Они, разведчики, вернулись на рассвете, когда все в блиндаже уже спали, обогретые печью, успокоенные затишьем, — разом звонко и резко заскрипел снег в траншее, раздался за дверью всполошенный оклик часового, послышались голоса, смех, хлопанье рукавицами.

Когда в блиндаж вместе с морозным паром весело ввалились, затопали валенками двое рослых разведчиков, с накаленно-багровыми лицами, с густо заиндевелыми бровями, обдав студеным холодом маскхалатов, когда ввели трех немцев-«языков» в зимних каскетках с меховыми наушниками, в седых от инея длинных шинелях, когда сонный блиндаж шумно заполнился топотом ног, шуршанием мерзлой одежды, дыханием людей, наших и пленных, одинаково прозябших в пространстве декабрьских полей, я вдруг увидел, как она, радистка Верочка, медленно, будто в оцепеняющем ужасе, встала возле своей рации, опираясь рукой на снарядный ящик, увидел, как один из пленных, высокий, красивый, оскалив в заискивающей улыбке молодые чистые зубы, поднял и опустил плечи, поежился, вроде бы желая погреться в тепле, и тогда Верочка странно дрогнула лицом, светлые волосы от резкого движения головы мотнулись над сдвинутыми бровями, и, бледнея, кусая губы, она шагнула к пленным, как в обморочной замедленности расстегивая на боку маленькую кобуру трофейного «вальтера».

Потом немцы закричали заячьими голосами, и тот, высокий, инстинктивно защищаясь, суматошно откачнулся с широко разъятым предсмертным страхом ртом.

И тут же она, страдальчески прищурясь, выстрелила и, вся дрожа, запрокинув голову, упала на земляной пол блиндажа, стала кататься по земле, истерически вскрикивая, дергаясь, обеими руками охватив горло, точно в удушье.

До этой ночи мы все безуспешно добивались ее любви.

Тоненькая, синеглазая, она предстала в тот миг перед нами совсем в другом облике, беспощадно разрушающем прежнее — нечто слабое, загадочное в ней, что на войне так влечет всегда мужчину к женщине.

Пленного немца она ранила смертельно.

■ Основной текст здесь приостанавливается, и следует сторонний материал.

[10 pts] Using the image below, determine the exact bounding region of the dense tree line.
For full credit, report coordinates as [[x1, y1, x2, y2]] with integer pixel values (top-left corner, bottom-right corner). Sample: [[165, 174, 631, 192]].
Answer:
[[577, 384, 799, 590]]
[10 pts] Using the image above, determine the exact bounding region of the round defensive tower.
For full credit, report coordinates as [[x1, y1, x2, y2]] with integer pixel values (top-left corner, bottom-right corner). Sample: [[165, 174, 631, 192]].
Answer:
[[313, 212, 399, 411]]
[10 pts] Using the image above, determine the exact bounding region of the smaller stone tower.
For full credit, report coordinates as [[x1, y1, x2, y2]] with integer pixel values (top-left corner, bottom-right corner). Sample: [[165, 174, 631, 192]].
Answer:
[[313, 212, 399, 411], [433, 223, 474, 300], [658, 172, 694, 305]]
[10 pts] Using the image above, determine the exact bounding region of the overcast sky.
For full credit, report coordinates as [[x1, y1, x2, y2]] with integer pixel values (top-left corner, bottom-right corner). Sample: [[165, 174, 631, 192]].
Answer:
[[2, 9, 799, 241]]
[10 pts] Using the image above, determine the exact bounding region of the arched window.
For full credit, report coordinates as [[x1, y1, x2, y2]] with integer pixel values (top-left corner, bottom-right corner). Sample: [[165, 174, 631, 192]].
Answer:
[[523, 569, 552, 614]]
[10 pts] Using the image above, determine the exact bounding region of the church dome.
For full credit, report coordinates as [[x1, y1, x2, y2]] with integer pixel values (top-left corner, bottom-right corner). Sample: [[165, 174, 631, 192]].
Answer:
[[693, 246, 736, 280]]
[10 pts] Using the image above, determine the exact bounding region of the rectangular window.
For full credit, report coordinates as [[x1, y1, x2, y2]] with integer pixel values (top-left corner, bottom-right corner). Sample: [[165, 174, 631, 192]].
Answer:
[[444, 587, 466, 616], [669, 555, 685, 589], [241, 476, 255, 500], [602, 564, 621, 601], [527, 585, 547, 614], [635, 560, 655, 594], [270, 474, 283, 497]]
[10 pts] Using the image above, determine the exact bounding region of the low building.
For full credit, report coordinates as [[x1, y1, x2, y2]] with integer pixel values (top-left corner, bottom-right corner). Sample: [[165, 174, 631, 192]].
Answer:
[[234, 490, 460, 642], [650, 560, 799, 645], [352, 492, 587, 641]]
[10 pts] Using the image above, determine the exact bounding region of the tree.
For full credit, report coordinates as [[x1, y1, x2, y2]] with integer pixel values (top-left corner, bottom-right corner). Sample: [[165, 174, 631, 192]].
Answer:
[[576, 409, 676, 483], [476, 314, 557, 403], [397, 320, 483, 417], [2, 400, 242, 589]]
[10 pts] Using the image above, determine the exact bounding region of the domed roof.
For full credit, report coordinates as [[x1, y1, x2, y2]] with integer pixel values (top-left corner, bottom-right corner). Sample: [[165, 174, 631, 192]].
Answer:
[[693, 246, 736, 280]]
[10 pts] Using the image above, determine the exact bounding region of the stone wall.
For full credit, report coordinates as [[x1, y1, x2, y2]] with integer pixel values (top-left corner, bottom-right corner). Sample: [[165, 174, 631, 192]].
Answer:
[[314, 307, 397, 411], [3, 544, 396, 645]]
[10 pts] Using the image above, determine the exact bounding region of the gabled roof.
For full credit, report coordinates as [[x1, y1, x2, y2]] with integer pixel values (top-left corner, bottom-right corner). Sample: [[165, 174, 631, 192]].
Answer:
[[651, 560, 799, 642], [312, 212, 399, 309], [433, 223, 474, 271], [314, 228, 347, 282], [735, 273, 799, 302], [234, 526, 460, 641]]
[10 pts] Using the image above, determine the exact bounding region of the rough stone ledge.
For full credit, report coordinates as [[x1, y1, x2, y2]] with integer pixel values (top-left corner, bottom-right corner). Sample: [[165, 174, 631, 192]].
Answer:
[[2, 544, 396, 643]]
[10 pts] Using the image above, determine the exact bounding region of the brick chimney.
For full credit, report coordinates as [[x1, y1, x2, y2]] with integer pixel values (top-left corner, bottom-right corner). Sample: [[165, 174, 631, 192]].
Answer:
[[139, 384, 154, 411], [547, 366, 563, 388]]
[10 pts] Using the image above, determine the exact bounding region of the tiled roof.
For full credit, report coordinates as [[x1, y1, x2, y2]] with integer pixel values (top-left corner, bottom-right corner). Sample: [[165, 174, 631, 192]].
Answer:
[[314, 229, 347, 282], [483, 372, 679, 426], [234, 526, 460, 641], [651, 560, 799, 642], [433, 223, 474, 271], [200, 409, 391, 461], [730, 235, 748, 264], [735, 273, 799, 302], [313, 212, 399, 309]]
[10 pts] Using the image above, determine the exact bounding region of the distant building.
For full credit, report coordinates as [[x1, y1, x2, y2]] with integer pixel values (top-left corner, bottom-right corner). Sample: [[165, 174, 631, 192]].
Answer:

Он умер в госпитале.

Но после того наша общая влюбленность мальчишек сменилась чувством презрительной жалости, и мне казалось, что немыслимо теперь представить, как можно (даже в воображении) целовать эту обманчиво непорочную Верочку, на наших глазах сделавшую то, что не положено природой женщине.